Regime de validação Instância de validação Critério de validação

Institucional A autoridade institucional qualificada A conformidade

Comunitário O grupo como tal A coerência

Mútuo O outro A autenticidade

Autovalidação O próprio indivíduo A certeza subjetiva

Quadro 1.3: Quatro modelos de validação do crer

Há ainda um outro dispositivo de validação: o profeta que encontra na comunidade emocional dos discípulos a confirmação de sua eleição carismática. A validação carismática atravessa os regimes acima citados.

Acredito que não é possível reduzir, na Congregação Cristã, as modalidades de validar o crer a apenas um dos quatro modelos. A pesquisa de campo indica que, na Congregação Cristã, os quatro modelos de validação do crer engrenam um no outro, sem formar oposições. Para falar em termos halbwachsianos: A memória religiosa individual é um ponto de vista da memória coletiva; aquela se refere a esta e não se opõe a ela. A certeza subjetiva, ou a validação mútua nas conversas entre fiéis da Congregação, se inserem na memória coletiva do grupo e da instituição e ganham sua legitimidade justamente por fazer parte dela e por se orientar nela.

A autora prefere os critérios de validação à distinção entre igreja e seita, porque esta reúne “duas séries de traços distintivos: por um lado, características relativas à organização dos grupos (dimensão, condições de pertença, estrutura do poder, grau de permeabilidade ao meio social, político e cultural, etc.); por outro, elementos que comprometem o próprio conteúdo da crença (concepções do papel da Igreja na economia da salvação, teologia dos sacramentos, relação com o mundo, etc.).” (HERVIEU-LÉGER 1999:194)

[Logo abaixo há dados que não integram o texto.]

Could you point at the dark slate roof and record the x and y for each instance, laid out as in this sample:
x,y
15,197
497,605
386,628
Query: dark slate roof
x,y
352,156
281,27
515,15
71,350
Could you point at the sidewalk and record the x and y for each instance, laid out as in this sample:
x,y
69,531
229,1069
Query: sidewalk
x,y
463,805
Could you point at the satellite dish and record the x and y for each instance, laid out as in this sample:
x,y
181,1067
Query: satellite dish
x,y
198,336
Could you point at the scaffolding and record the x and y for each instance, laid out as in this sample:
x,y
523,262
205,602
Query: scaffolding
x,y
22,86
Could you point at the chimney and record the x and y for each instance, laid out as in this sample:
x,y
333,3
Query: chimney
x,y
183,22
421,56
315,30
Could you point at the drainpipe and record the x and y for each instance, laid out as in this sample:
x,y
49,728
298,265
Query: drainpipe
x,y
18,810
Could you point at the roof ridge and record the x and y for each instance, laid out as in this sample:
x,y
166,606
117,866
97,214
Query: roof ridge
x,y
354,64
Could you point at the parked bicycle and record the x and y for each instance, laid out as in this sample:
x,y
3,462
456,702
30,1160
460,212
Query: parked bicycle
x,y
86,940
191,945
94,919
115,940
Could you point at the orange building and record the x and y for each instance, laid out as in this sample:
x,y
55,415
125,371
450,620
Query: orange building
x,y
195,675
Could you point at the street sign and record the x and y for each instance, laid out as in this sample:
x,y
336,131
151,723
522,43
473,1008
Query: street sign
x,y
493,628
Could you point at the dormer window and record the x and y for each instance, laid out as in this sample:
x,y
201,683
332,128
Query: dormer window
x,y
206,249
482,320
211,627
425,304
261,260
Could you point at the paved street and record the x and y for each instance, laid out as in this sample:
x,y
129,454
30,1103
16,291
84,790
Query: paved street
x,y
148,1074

Conforme a autora, a crise da tradição religiosa, provocada pelo advento da modernidade, vai muito mais longe do que a perda da influência das igrejas na sociedade. Ela compromete a relação dos indivíduos crentes com a própria igreja. É a legitimidade da

autoridade religiosa que se encontra atingida no seu próprio fundamento. Por isso, as instituições religiosas devem conciliar-se, no seu interior, com a invasão de um regime da validação mútua do crer que dissolve os dispositivos tradicionais da validação institucional, e ao mesmo tempo enfrentar a pluralização de pequenos regimes da validação comunitária que levantam muros de ortodoxia que eles mesmos definem (pequenos universos de certezas). Estes regimes estão em tensão e tendem a ativar-se um ao outro; é tarefa da instituição regulá- los. Ambos os regimes desafiam a validação institucional como conjunto dos crentes passados, presentes e futuros que constitui a “comunidade autêntica.”

Como já dito, estas dinâmicas se fazem presente na Congregação Cristã apenas de maneira limitada. Nela, o regime de validação mútua não dissolve os dispositivos tradicionais da validação institucional, mas, frequentemente (porém, com exceções que serão vistas e discutidas) se acomoda a elas e as confirma.

Assim, a instituição religiosa está diante de dois imperativos contraditórios: de um lado, alimentar um consenso teológico e ético mínimo, e de outro, manter um modelo suficientemente forte de verdade partilhada.